Como membro dessa câmara, Jair Tavares participou das articulações iniciadas em 1937 para o levante integralista de maio de 1938. A AIB havia apoiado a implantação do Estado Novo (10/11/1937) na expectativa de obter um relevante papel no novo regime, o que não ocorreu. Os integralistas adotaram então uma política de confronto com o presidente Getúlio Vargas (1930-1945), articulando um levante com apoio de militares e políticos liberais.

Em março de 1938 foi realizada a primeira tentativa de golpe, chefiada por Belmiro Valverde, frustrada antes mesmo de seu início.
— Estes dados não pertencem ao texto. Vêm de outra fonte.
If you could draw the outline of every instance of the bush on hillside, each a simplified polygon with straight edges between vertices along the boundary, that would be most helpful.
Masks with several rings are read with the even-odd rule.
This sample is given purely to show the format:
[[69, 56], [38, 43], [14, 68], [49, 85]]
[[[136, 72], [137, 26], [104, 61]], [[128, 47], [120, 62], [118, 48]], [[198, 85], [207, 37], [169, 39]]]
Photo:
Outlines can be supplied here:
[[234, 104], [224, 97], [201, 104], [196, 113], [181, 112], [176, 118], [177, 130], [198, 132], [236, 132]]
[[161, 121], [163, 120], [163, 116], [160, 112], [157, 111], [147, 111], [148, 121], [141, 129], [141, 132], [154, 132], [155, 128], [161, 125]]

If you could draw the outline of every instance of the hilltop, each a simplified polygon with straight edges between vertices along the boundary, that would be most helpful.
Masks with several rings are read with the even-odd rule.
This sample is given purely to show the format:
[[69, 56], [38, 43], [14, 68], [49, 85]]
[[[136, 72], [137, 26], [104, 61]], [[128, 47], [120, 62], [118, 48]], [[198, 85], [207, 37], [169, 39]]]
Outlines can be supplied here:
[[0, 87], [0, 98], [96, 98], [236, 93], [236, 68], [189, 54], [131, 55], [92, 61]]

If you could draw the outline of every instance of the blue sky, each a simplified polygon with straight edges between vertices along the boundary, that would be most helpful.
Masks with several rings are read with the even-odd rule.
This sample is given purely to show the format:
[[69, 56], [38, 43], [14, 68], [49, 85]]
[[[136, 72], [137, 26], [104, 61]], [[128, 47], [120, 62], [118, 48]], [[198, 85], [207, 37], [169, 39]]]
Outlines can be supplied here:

Nesse episódio Jair Tavares teria como missão a chefia do ataque e tomada da Rádio Mayrink Veiga, de onde seria dada a senha para o levante em todo o Brasil. Devido a um alerta de um marinheiro do cruzador São Paulo à polícia, o movimento foi prontamente sufocado, ocorrendo várias prisões em São Paulo, Rio de Janeiro, Bahia e Pernambuco.

Após esse primeiro fracasso, a AIB passou a articular o levante de maio, que incluiria ataques ao palácio Guanabara, a residências de ministros e generais e a estações de rádio. Jair Tavares participou da reunião no quartel-general da AIB, localizado na avenida Niemeyer, no Rio de Janeiro, então Distrito Federal, ocasião em que foi marcada a data do movimento para a madrugada de 11 de maio de 1938. Como líder integralista, recebeu a missão de chefiar o comando de milicianos que permaneceria entrincheirado no pavimento térreo do edifício em construção da Policlínica Geral do Rio de Janeiro, na avenida Nilo Peçanha, escolhido como quartel-general revolucionário.

No dia combinado encontravam-se no local marcado cerca de cem integralistas, que receberam ordens de Jair Tavares para impedir a passagem de qualquer pessoa a menos que apresentasse a senha combinada. Ao aproximar-se do prédio um carro de polícia com uma turma de investigadores, iniciou-se uma troca de tiros, recebendo os milicianos ordem de seu líder para que fugissem.

Após a derrota do movimento, admitida pelo chefe integralista Plínio Salgado, Tavares pediu asilo à embaixada na Itália. O fracasso do golpe provocou uma violenta onda de repressão sobre todos os envolvidos no movimento.

FONTES: CARNEIRO, G. História; CARONE, E. Estado; MELO, O. Marcha; SILVA, H. 1938.